That means institutional investors aren't going to be made whole. They are now fourth on the list of creditors to be paid out, after depositors, general unsecured creditors, and subordinated debt. They have to go to the FDIC and file a claim for their investment. Likelihood of getting their money back is unlikely, reportedly.

This is because instead of JPM buying FR, they waited until after the FDIC seized FR and then they bought FR's assets (some, not all, ie not their debt) from the FDIC.

Also a way for the bank to surpass the 10% of the market short deposits limit (anti-trust regulation). "It was the only thing that could be done."
 
Dimon said JPM only switched from being an advisor to FR to being its buyer only after the government asked it to step up, so it wasn't an 'entirely private deal.' The deal also had a $50b line of credit and a loss-sharing agreement with the FDIC (FDIC will bear 80% of credit losses on FR's mortgages and commercial loans).

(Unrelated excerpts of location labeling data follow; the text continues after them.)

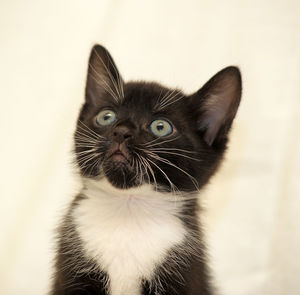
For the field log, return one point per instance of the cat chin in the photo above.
(120, 175)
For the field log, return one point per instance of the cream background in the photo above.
(252, 204)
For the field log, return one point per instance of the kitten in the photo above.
(144, 152)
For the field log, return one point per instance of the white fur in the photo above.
(128, 232)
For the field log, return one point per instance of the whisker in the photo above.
(178, 154)
(155, 156)
(173, 187)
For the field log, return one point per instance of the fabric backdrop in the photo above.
(252, 205)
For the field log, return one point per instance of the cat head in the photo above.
(137, 132)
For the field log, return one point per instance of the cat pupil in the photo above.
(160, 127)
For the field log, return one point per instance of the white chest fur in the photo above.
(128, 232)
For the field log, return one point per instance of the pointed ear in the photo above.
(103, 77)
(216, 104)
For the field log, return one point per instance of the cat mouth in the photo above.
(118, 153)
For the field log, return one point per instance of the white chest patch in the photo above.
(128, 232)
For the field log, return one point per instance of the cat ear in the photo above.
(216, 104)
(103, 77)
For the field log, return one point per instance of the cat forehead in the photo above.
(151, 96)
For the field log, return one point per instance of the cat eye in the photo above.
(106, 117)
(161, 128)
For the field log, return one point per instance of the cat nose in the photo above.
(121, 134)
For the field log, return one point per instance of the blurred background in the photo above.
(252, 205)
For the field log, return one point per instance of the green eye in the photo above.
(106, 117)
(161, 128)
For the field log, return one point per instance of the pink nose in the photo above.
(121, 134)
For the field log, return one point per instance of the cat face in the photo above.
(135, 133)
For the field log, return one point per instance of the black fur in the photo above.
(186, 158)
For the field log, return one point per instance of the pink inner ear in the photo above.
(220, 104)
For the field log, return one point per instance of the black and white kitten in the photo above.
(144, 152)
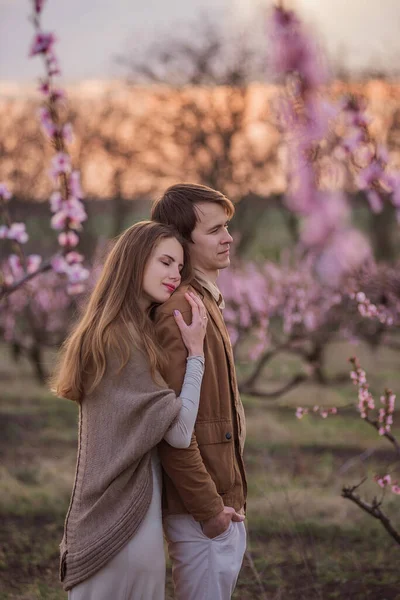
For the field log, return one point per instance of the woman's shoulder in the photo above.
(176, 302)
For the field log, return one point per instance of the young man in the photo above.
(205, 484)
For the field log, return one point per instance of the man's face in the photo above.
(211, 239)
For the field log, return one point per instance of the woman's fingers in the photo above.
(201, 307)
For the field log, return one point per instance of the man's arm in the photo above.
(184, 467)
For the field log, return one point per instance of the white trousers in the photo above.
(137, 572)
(204, 568)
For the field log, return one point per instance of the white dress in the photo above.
(137, 572)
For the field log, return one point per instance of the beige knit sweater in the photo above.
(119, 424)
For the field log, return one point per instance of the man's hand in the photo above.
(220, 523)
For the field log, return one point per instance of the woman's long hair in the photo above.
(113, 320)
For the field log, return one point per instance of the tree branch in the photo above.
(372, 509)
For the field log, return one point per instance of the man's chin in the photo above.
(224, 263)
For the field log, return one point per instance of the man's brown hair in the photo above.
(177, 206)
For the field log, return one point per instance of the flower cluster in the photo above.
(66, 201)
(385, 418)
(288, 295)
(385, 482)
(367, 309)
(71, 265)
(321, 411)
(365, 399)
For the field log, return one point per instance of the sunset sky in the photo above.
(91, 32)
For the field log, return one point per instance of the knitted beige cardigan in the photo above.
(119, 424)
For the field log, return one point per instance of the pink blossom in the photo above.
(67, 133)
(59, 220)
(346, 251)
(42, 43)
(75, 184)
(300, 412)
(39, 6)
(46, 122)
(59, 264)
(33, 263)
(76, 288)
(375, 201)
(68, 238)
(73, 257)
(44, 88)
(76, 212)
(77, 273)
(17, 232)
(5, 194)
(15, 265)
(384, 481)
(58, 94)
(56, 201)
(53, 68)
(61, 163)
(293, 50)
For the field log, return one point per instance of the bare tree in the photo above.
(211, 118)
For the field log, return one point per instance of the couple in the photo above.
(151, 366)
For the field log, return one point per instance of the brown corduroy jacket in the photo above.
(210, 474)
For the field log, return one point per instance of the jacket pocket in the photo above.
(216, 445)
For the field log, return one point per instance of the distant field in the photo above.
(306, 542)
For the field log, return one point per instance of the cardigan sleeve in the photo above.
(180, 433)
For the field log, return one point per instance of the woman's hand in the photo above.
(193, 334)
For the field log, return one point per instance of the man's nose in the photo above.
(228, 239)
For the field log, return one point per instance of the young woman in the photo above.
(110, 364)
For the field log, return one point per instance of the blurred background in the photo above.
(188, 91)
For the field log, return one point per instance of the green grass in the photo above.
(305, 540)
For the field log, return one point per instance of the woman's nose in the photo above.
(176, 274)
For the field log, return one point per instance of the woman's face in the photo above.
(162, 274)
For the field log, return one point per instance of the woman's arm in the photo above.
(180, 433)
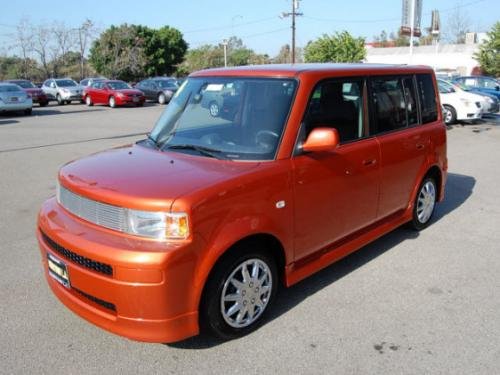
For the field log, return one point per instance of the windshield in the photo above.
(25, 84)
(118, 85)
(66, 83)
(9, 88)
(166, 83)
(235, 118)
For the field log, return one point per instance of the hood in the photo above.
(138, 177)
(35, 91)
(130, 91)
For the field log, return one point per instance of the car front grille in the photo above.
(103, 214)
(107, 305)
(88, 263)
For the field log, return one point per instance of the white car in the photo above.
(63, 90)
(459, 105)
(14, 99)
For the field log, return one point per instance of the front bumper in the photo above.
(149, 294)
(19, 106)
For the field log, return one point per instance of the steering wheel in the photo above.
(266, 138)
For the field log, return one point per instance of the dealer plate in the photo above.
(58, 270)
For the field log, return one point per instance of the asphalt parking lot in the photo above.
(426, 303)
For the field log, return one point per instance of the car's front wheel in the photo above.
(239, 292)
(449, 114)
(59, 100)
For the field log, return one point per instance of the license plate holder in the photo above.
(58, 270)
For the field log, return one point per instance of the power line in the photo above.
(391, 19)
(228, 26)
(244, 36)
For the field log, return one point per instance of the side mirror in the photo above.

The FDIC sold FR (its assets) a bit cheap, financed with this loan, and made attractive with attractive regulatory treatment. This will effect not just moving the problem to another bank, leaving the banking system as shaky as before, its instead reducing the risk, in the banking system. Otherwise, JPM would have offered less money, and the FDIC would have had a bigger cost to its insurance fund than $14b.